Над ними стоял юный официант. Подошел неслышно — должно быть, ковер заглушил звук шагов, — и теперь переминался с ноги на ногу и дышал ртом. Диксону, кажется, еще никогда не доводилось видеть, чтобы человеческое существо выражало презрение посредством одной только внешности, без участия слов, жестов или хотя бы мимики. Данный индивидуум помахивал серебряным подносом, что, по его мысли, символизировало любезную непринужденность, и смотрел мимо Диксона, на Кристину. На «чай для двоих, пожалуйста» официант чуть покривился в сторону Кристины — дескать, выражаю искренние соболезнования — и, вихляясь, пошел исполнять. Поднос всю дорогу рикошетил от его коленной чашечки.
— Извини, ты что-то сказала?
— Я сказала, что связана с Бертраном, только и всего. Это даже не вопрос неких обязательств по отношению к нему или чего-нибудь подобного. Я просто не хочу делать глупости. Нет, я не считаю, что встретиться с тобой — глупость. Прости, у меня не получается внятно объяснить. — Кристина впадала в обычное свое «брежение» общественным мнением; правда, по чуть-чуть и как-то рывками. — Постарайся понять; боюсь, это единственное, о чем я могу попросить тебя. Знаю, фраза избитая, я сама толком не понимаю, поэтому как я могу от тебя требовать понимания, но все же постарайся.
— То есть Бертран тебя больше не утомляет?
— Нет, утомляет, и еще как. Я просто пытаюсь искать и светлые стороны. Темные стороны никуда не делись, мы о них в такси говорили. Но ведь нельзя жить по принципу: «Что хочу, то и ворочу». Никто не обязан вести себя так, как мне одной угодно, — ожидать этого от окружающих глупо и чревато. В отношениях, вроде как у меня с Бертраном, неизбежны спады и подъемы. Бессмысленно из-за этого беситься, спады нужно уметь принимать, даже если желания нет. Проблема в том, что я тебе только голову морочить буду.
— Не беспокойся. Делай как считаешь нужным.
— Ни одно мое решение на сто процентов меня не устроит, — возразила Кристина. — Кажется, я с самого начала сглупила. — Она успела окончательно превратиться в классную наставницу, но Диксон этого не замечал. — Мне бы хотелось, чтобы ты больше не считал меня доступной, ну, в смысле я же позволила себя поцеловать, согласилась на свидание, и все такое. Я не лукавила; иначе я бы ничего подобного не сказала и не сделала. Так что не думай, пожалуйста, будто я развлекалась или что ты мне недостаточно нравишься. Это не так, и ты не должен так думать.

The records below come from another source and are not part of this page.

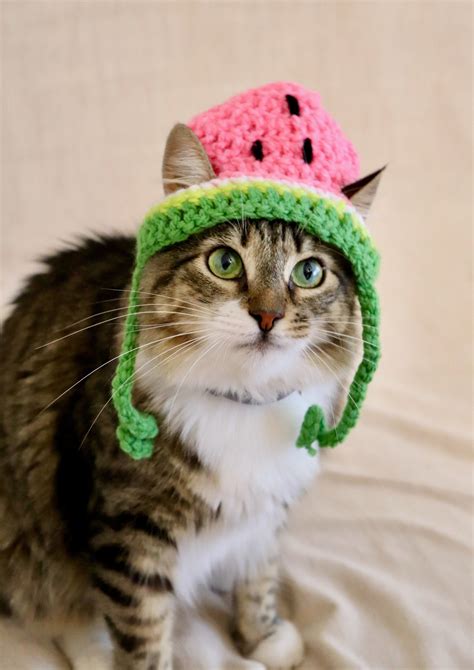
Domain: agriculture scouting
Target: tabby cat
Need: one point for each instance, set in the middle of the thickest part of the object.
(90, 537)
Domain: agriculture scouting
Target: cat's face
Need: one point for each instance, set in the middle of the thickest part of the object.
(255, 307)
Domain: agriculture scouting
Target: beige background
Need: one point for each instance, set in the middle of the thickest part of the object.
(379, 553)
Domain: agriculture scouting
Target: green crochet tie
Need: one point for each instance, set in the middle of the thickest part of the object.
(198, 208)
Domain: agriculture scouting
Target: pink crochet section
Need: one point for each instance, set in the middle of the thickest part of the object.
(277, 131)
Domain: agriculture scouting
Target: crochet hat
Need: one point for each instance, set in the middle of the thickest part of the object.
(276, 154)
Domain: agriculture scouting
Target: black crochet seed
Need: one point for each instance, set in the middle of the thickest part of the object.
(257, 150)
(307, 151)
(293, 105)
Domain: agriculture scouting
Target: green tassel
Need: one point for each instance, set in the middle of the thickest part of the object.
(312, 427)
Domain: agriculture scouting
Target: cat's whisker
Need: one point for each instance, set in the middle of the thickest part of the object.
(115, 318)
(208, 350)
(156, 295)
(92, 316)
(182, 345)
(317, 351)
(118, 309)
(339, 334)
(354, 322)
(99, 367)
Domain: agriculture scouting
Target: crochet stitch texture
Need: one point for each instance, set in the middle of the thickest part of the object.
(301, 185)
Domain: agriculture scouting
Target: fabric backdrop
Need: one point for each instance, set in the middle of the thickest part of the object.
(378, 554)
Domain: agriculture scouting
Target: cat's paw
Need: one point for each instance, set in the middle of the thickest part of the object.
(282, 650)
(96, 659)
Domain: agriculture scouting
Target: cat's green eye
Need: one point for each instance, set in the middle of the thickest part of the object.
(225, 263)
(307, 274)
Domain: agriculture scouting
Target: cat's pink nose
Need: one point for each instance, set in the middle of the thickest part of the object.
(266, 320)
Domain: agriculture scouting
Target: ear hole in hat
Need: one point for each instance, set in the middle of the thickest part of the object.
(185, 161)
(362, 192)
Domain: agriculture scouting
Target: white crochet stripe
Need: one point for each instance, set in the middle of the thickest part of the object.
(215, 183)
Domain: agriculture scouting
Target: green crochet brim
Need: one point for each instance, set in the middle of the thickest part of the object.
(195, 209)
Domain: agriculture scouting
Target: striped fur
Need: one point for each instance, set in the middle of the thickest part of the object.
(83, 528)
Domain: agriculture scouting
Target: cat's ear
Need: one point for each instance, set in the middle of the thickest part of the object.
(185, 161)
(362, 192)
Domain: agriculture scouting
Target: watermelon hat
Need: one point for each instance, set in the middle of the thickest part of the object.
(275, 153)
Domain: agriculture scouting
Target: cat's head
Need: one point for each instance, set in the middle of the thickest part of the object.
(249, 307)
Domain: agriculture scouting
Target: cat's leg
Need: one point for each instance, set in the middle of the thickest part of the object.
(132, 581)
(87, 644)
(259, 632)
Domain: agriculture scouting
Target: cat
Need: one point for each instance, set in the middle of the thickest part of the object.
(91, 538)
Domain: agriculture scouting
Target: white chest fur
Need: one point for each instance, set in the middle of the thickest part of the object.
(256, 468)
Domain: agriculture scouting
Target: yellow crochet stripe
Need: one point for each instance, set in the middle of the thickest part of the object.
(195, 193)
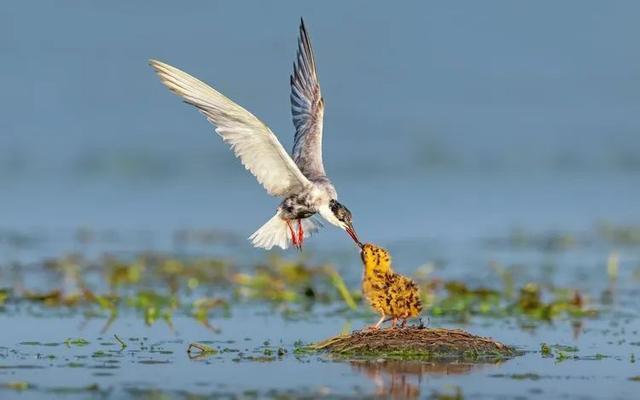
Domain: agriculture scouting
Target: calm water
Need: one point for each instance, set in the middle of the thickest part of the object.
(447, 126)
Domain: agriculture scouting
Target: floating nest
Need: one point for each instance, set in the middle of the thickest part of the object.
(416, 343)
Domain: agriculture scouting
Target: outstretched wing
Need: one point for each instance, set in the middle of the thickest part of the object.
(307, 108)
(251, 140)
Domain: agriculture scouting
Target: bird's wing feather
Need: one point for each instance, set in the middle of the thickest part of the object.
(307, 108)
(251, 140)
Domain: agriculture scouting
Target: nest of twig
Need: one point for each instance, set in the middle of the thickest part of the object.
(416, 343)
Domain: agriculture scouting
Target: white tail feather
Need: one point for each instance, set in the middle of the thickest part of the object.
(276, 232)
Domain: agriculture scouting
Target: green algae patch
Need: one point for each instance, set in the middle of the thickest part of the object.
(416, 343)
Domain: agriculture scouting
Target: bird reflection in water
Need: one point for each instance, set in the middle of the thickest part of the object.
(403, 379)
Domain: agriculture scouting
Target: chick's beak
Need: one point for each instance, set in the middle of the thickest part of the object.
(353, 234)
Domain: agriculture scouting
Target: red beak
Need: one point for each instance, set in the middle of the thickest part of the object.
(353, 235)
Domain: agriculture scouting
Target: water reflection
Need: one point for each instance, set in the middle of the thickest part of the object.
(403, 379)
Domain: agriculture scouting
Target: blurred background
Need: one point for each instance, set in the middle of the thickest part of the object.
(443, 121)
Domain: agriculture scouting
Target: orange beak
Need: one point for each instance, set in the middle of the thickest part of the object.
(353, 234)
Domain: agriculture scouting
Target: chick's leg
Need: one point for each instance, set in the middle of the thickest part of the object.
(377, 325)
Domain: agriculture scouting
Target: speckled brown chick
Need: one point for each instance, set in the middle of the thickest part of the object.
(394, 296)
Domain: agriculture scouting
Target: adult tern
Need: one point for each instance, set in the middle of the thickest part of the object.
(299, 179)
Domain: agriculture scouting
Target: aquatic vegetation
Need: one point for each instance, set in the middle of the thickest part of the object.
(416, 343)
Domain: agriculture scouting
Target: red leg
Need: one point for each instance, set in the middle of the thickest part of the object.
(294, 240)
(300, 234)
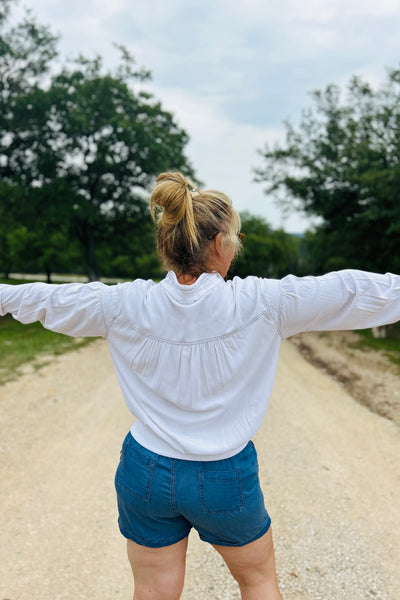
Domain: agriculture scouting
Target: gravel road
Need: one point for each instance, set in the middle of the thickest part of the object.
(329, 469)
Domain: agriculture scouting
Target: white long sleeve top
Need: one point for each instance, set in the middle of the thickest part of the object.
(196, 363)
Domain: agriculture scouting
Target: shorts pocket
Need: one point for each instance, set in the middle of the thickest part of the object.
(135, 474)
(220, 491)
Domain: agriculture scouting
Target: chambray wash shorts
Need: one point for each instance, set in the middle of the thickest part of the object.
(160, 499)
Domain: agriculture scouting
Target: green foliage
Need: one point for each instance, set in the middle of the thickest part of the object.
(389, 346)
(341, 163)
(21, 344)
(266, 252)
(77, 156)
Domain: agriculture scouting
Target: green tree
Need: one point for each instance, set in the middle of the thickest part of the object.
(26, 52)
(341, 163)
(266, 252)
(82, 150)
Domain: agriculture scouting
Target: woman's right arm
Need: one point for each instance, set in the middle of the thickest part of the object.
(347, 299)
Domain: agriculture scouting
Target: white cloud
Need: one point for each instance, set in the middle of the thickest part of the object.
(231, 72)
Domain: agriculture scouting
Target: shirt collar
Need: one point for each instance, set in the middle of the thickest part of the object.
(187, 294)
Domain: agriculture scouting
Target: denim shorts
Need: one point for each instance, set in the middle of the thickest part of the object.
(160, 499)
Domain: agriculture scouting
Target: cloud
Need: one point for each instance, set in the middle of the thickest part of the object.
(231, 72)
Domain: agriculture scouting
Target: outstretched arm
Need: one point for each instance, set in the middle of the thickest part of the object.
(348, 299)
(75, 309)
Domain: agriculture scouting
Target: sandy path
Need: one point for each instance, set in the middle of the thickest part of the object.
(329, 470)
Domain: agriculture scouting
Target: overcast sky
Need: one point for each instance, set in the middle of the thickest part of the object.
(232, 71)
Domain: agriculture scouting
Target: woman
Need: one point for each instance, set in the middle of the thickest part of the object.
(196, 358)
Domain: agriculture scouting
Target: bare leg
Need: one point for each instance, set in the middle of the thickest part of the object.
(158, 573)
(253, 567)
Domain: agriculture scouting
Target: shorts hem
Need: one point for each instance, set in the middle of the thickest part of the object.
(238, 544)
(159, 544)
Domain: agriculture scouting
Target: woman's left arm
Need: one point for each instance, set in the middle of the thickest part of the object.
(76, 309)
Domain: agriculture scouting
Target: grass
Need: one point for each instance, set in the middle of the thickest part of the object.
(32, 343)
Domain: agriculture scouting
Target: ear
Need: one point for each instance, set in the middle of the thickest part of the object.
(219, 243)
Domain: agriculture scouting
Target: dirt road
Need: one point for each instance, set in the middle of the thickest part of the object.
(329, 469)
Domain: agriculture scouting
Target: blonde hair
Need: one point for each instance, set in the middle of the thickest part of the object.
(187, 220)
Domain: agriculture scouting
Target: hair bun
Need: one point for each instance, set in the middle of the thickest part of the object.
(172, 194)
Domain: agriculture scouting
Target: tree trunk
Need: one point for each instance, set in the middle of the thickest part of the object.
(91, 266)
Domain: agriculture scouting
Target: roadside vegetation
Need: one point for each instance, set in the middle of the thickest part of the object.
(30, 344)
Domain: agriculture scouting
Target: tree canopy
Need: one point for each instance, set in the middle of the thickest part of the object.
(79, 148)
(266, 252)
(342, 163)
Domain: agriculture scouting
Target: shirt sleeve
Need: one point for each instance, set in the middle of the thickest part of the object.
(348, 299)
(76, 309)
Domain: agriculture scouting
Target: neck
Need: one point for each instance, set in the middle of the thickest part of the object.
(186, 279)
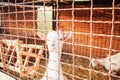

— Все в порядке, Кристина. Не заморачивайся. О… вот и чай.
Позади Диксона возник официант с груженым подносом. Он полуопустил, полуобрушил поднос, однако удержал, когда до столешницы оставалось не больше дюйма; затем, с оскорбительно преувеличенной осторожностью, бесшумно установил на столе. Выпрямился, снова покривился, на сей раз в сторону Диксона, помедлил, словно намекая, что вовсе не намерен накрывать к чаю, и удалился фальшиво хромой припрыжкой.